As part of your CAP, you provided training on the reporting of adverse events to your research staff and described a plan to monitor adverse events weekly with random audits. However, you failed to explain how you plan to ensure that SAEs are reported to the sponsor within the 24 hour or 3-day limits for the protocols in the studies above.
Your written response dated November 4, 2013, explains that all research staff are instructed to report adverse events to you and/or to one of the study coordinators as soon as possible. This response to the violations noted is inadequate because you do not explain how you will ensure that the adverse events are reported to the sponsor according to the investigational plan.
Please explain the cause of the lack of timely reporting of SAEs and ensure that all SAEs have been appropriately documented. In addition, please provide a preventative action plan detailing how you will ensure the timely reporting of SAEs according to time frames specified in future studies. Also, please provide any new and/or revised SOPs/checklists to address the above violations.
2. Failure to maintain accurate, complete and current records regarding correspondence with the IRB [21 CFR 812.140 (a)(1)]

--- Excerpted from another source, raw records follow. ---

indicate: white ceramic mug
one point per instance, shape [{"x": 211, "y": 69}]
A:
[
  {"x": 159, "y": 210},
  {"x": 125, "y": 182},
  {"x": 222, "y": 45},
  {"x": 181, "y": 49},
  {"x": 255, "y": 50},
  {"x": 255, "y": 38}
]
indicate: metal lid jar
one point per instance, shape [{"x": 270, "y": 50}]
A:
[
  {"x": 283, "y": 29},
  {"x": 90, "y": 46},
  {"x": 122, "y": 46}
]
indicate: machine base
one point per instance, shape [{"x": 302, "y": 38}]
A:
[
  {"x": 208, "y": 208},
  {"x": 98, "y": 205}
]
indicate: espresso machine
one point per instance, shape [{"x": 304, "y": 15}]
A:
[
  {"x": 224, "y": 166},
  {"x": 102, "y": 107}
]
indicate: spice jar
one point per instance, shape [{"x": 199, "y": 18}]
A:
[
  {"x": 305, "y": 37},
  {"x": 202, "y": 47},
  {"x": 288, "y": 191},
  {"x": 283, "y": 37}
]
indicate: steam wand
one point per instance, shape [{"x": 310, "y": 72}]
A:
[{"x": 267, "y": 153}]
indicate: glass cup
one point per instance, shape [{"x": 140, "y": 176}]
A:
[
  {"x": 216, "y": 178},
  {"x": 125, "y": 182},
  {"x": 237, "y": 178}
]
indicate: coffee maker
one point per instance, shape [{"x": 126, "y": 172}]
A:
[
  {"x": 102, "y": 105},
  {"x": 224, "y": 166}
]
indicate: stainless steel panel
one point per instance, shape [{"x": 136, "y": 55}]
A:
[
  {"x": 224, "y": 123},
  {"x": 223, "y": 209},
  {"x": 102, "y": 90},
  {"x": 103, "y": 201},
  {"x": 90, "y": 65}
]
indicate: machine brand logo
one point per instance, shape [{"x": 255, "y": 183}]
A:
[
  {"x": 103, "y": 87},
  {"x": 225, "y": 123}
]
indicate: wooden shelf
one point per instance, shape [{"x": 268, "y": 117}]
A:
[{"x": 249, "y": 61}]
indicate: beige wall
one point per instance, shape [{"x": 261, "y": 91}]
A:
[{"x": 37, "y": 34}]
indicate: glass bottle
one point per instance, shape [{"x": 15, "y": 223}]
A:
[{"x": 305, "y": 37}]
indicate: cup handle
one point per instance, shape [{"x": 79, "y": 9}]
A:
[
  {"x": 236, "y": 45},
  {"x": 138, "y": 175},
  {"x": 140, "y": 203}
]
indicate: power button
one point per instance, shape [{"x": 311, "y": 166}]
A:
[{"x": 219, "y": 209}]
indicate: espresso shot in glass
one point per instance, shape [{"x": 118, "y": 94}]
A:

A clinical investigator must maintain an accurate, complete, and current record of all correspondence with the IRB. Listed below are examples where you have failed to meet this requirement. For example:
a. For the PROTECT-AF and CAP Registry studies,the study records indicate that subjects 354-002 and 354-013 had successfully completed the study. However, your staff reported to the IRB on September 6, 2005 and August 16, 2006 that the subjects had died.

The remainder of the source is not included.